Door to Door (Art in the time of COVID-19 or Art from isolation)


About Door to Door:

In March at the beginning of lockdown, we invited Art Aviso Artists to be part of Art Aviso event 8.0: Artists were supplied via email or post with a page from Newnes’ Pictorial Knowledge 1950’s Encyclopedia (Edited by Enid Blyton) selected at random, which was to form the basis of an artwork to be exhibited at some time on the other side of the Pandemic. The  page could act as inspiration for the colours, forms, texture, feeling or as a research starting point to dive down the rabbit hole!  Artworks could be any medium but needed to be created on paper of A4 size and remain unframed. 

When this project began there was no end plan for the output of the artwork, in fact it was very difficult to plan anything, it just felt important to be creating something together - apart.

What happened was, that we were inundated with requests to join the project, and as it began to unfold and the works started coming in with their accompanying stories, it became apparent that collectively the artworks were forming something special. Over 130 Artists are currently part of this project and exhibition event.
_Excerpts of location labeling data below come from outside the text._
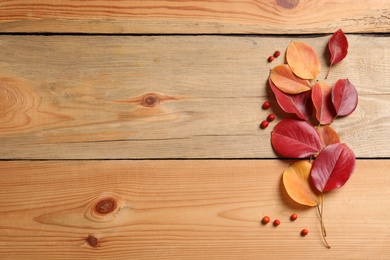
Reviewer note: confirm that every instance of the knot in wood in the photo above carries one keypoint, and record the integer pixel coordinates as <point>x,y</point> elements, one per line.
<point>105,206</point>
<point>92,241</point>
<point>150,100</point>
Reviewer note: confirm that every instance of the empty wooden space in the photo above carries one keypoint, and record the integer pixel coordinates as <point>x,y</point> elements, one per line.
<point>130,130</point>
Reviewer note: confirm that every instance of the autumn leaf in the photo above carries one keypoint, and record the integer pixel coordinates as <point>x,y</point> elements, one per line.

The first phase of this exhibition will take place as an evolving and growing virtual exhibition which displays the finished artwork alongside the page that the artists were supplied for inspiration, and will culminate in a physical exhibition in November 2020 at our partner gallery No Vacancy Gallery

View virtual exhibition HERE

Newnes' Pictorial Knowledge Encyclopedia, Volume 1
The Wonders of Plant Life in Forest,Field and Garden
A cactus as Tall as a house


"My initial response to the title ‘A cactus as Tall as a House’, was to work on a collage of reference photos I had taken at Cactus Country in Strathmerton, Victoria.

After consideration, it was the title of the page, as opposed to the subject mater, that became more relevant in terms of a starting point for a dedicated piece.
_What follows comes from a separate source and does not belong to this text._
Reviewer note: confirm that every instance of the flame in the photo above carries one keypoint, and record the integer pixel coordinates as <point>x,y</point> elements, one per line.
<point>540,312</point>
As an artist exploring flora as architectural studies, the house reference became an opportunity to explore the architecture implied, but with a previous model of one of my own works, a Bankis grandis cone.
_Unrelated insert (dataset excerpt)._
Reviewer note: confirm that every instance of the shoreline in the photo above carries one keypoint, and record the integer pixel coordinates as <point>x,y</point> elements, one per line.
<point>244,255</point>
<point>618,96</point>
In it’s simplified cylindrical form, it acknowledges the building modules of the iconic Tours Aillaud in Nanterre, Paris, designed by Architect Emile Aillaud, and built in 1976. Simple forms with minimal detailing.

By inclusion of a Brutalist stairwell observation platform, the final image implies a building or monument of size, and elevates the form from human scale to an object of architectural reverence." 

Garth Henderson / June 2020

botanic_architecture/grandis_tower

.unique state

giclée print on hahnemühle photo rag paper.